Смерти не пришлось ждать долго, Булгаков. Дня за два до кончины Булгаков впал в кому. Бог услышал мои молитвы. Он всегда слышал молитвы тех, кто поклонялся Создателю. День настал. Она знала: пора. Служанка сказала, что Булгаков спал и что все разошлись. Я шла к нему через весь город. В доме оказался только один человек, какой-то дальний знакомец Булгакова, не знавший меня в лицо. Я сказала: «Я – племянница Булгакова». Потом он сообщил всем, что приходила племянница. Они, конечно, решили, что это была первая жена Татьяна Николаевна Лаппа.
«Как он был прекрасен, Мария Степановна. Его лицо его стало совсем прозрачным. Он спал глубоким, тяжелым сном. В горле клокотали смертные хрипы. Он открыл глаза, увидел меня и улыбнулся. Потом возвел к небу руку и, победно потрясая кулаком, проклял этих «небесных богов». Затем рука его бессильно упала на кровать. Навсегда. Даже в этот миг он не дался им, «великим».
Я не чувствовала горечи. Все было так, как и должно было быть. Я знала это не умом, а женским нутром, ибо это и есть истинное знание.

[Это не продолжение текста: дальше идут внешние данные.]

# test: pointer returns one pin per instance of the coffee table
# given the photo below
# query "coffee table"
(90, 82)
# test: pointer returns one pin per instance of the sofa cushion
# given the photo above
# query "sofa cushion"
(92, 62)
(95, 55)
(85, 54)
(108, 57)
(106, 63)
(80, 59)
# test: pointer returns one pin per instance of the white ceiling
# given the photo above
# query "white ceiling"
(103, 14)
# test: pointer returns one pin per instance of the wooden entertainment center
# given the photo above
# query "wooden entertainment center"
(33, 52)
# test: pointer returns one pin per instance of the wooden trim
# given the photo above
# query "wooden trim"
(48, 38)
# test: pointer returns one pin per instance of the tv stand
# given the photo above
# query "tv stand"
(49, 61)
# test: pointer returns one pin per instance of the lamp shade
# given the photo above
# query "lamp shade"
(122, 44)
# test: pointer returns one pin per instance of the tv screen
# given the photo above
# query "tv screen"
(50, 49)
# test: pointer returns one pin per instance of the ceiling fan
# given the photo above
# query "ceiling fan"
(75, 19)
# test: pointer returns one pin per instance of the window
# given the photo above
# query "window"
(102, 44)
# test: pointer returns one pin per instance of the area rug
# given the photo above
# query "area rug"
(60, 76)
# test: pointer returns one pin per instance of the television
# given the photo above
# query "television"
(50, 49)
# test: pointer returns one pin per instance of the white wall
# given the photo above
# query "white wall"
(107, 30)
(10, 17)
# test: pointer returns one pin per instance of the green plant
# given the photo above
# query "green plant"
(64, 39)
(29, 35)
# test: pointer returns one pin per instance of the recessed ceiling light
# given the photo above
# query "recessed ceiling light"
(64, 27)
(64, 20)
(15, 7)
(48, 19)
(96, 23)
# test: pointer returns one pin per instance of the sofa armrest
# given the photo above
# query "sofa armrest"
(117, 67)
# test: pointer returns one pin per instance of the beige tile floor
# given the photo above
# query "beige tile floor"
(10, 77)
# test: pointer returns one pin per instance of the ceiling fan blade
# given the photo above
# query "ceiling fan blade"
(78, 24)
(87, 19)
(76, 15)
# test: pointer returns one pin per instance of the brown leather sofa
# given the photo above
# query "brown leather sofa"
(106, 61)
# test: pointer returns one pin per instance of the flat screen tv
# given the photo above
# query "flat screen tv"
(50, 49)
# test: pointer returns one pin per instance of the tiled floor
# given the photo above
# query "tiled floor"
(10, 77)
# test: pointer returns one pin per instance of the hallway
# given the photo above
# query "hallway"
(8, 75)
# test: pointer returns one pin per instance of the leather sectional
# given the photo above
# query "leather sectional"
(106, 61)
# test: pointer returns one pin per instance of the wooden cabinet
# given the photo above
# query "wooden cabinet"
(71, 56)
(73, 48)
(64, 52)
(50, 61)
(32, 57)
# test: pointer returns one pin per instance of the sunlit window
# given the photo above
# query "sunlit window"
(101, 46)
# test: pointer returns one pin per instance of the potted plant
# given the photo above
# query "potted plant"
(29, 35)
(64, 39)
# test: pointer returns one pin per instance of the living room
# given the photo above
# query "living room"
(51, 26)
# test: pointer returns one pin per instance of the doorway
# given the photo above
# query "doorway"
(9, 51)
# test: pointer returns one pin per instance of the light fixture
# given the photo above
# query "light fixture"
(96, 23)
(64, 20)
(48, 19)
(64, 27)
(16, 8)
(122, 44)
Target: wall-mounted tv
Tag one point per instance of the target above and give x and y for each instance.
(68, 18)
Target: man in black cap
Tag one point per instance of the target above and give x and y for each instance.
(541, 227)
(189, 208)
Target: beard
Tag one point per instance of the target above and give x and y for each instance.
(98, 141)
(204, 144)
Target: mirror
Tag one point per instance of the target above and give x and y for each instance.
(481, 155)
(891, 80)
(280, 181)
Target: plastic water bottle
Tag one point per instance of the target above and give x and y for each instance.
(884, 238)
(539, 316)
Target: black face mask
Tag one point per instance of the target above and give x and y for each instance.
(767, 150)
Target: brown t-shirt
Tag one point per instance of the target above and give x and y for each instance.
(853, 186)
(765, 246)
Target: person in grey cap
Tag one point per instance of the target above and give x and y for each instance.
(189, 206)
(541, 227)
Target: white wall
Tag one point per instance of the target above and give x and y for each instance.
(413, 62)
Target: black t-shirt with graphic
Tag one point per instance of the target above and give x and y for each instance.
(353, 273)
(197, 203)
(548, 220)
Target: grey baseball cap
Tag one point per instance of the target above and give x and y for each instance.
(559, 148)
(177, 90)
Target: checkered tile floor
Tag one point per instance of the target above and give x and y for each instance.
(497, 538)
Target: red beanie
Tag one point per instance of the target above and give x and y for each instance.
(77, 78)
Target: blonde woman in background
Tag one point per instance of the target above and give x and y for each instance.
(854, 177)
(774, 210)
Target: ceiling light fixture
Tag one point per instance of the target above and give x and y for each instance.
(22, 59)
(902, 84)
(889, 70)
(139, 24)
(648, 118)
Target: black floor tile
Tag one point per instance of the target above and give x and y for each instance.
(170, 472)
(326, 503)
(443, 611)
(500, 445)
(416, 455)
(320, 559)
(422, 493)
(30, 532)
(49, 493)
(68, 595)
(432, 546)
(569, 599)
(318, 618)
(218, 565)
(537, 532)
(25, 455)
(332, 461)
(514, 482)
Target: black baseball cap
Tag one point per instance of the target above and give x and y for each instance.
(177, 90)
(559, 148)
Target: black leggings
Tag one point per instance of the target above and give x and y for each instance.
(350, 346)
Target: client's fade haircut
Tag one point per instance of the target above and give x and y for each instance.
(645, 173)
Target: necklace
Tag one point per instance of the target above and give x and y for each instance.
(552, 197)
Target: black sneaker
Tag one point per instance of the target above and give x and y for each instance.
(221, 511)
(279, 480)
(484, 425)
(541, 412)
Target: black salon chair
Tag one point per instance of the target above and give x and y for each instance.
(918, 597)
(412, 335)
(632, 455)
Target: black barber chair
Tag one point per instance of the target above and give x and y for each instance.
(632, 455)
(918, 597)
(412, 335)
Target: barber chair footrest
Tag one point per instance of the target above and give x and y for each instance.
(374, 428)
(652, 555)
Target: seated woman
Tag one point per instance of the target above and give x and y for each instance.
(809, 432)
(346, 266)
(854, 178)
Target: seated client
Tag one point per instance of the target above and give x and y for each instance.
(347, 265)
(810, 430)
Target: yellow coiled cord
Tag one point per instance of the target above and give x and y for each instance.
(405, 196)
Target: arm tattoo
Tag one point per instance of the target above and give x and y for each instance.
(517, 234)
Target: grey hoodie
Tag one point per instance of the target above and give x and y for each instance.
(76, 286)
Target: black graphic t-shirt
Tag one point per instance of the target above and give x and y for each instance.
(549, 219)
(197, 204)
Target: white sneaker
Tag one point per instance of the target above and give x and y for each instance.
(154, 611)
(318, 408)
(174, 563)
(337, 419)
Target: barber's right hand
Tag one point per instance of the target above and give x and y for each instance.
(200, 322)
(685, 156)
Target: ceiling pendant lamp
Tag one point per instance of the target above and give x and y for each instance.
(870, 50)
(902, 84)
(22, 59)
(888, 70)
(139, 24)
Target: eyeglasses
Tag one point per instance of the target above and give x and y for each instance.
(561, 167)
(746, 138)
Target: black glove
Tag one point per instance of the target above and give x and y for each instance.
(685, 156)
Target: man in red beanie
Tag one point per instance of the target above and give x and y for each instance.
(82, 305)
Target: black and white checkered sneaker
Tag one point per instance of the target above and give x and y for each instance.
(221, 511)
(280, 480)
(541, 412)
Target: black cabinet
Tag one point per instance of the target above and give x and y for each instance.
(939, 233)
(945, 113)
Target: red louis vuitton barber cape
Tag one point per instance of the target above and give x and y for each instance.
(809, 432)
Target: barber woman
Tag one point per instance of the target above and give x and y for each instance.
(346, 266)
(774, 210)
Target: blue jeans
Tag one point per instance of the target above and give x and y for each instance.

На этом, родная Вы моя, Мария Степановна, моя история заканчивается. Ну а все эти члены антропосовского общества, кавалеры Ордена Тамплиеров, включая иллюминатов, легендарного Карелина и всех остальных масонов – тех, кто плетет тайные сети, чтобы опутать ими мир, продают свои души дьяволу в обмен на власть, не понимая, что теряют при этой сделке. Сами того не ведая, они живут в выдуманном, условном мире. Эти бездушные существа заселяют землю своими потомками, такими же живыми мертвецами, поклоняющимися фальшивым богам. Они бесконечно высокомерны и самонадеянны, но «великие» из тайных обществ с легкостью обводят их вокруг пальца. Они же, в свою очередь, дурачат простых людей, отнимая у них все самое ценное, а те, простофили, не понимают, что в них самих заключена божественная сила. Чтобы жить, человеку не нужно ничье разрешение.
Порою, сидя у окна в предзакатный час, я вижу то, чего ни одна женщина видеть не должна – то, что страшнее самой смерти. Те же видения являются мне и во сне. По улицам прогуливаются бескровные женщины и мужчины – с пустыми глазами и со злобой в сердцах. Женщины и их мужчины, забывшие, как пахнет утро. Однако на башмаках у них ни пылинки, и они с важностью рассуждают обо всем, упиваясь собственной «мудростью». Земля стала тюрьмою для их душ. То, что смертельный холод сковал живой человеческий дух, ужаснее, чем если бы я видела улицы, обагренные кровью невинно убиенных младенцев.